- Born: 20 April 1947 (age 77) Thornton Heath, Surrey, England, United Kingdom
- Genres: Space rock
- Instrument: Keyboards
- Formerly of: Hawkwind

= Del Dettmar =

English musician

Del Dettmar (born 20 April 1947 in Thornton Heath, Surrey, England) is an English musician, best known as synthesizer and keyboard player with English space rock band Hawkwind from 1971 to 1974.

After leaving school he had a number of jobs including working in a bank, digging potatoes on Jersey, and punting tourists up and down the river in Cambridge.
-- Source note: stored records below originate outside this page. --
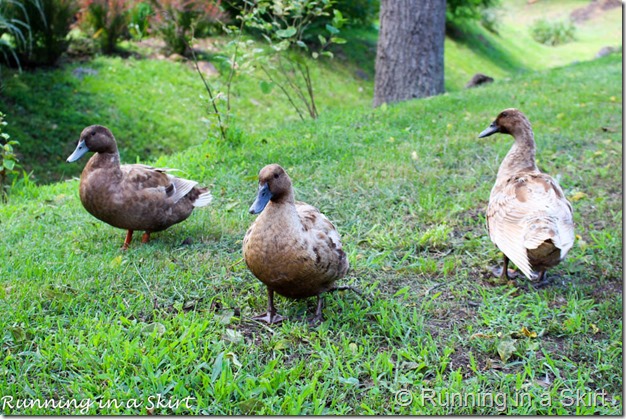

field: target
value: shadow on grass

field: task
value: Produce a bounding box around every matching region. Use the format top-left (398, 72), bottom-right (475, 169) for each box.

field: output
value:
top-left (1, 65), bottom-right (95, 184)
top-left (1, 54), bottom-right (212, 184)
top-left (446, 21), bottom-right (530, 74)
Eventually he got a job as roadie with The Pretty Things and subsequently worked as road manager for Edgar Broughton Band, Arthur Brown, Juicy Lucy, Pete Brown, and then Cochise.

He was recruited as road manager for Hawkwind by their manager Doug Smith. While attending to his road manager duties, he also sat out front at gigs operating a synthesizer and mixing the band. He was brought into the band proper to replace a temporarily absent Dik Mik in May 1971. He co-produced (with Dave Brock) the album Doremi Fasol Latido and is credited as composer of the tracks "One Change" (Doremi Fasol Latido), "Electronic No. 1" (Space Ritual), and "Goat Willow" (Hall of the Mountain Grill).

He left Hawkwind in June 1974 to emigrate to the East Shore of Kootenay Lake, in B.C. Canada, where he still lives. He recorded two albums with the Vancouver-based experimental group Melodic Energy Commission in 1979 and 1980 (with help from fellow ex-Hawkwinder Paul Rudolph). He is an occasional contributor to the band Space Ritual.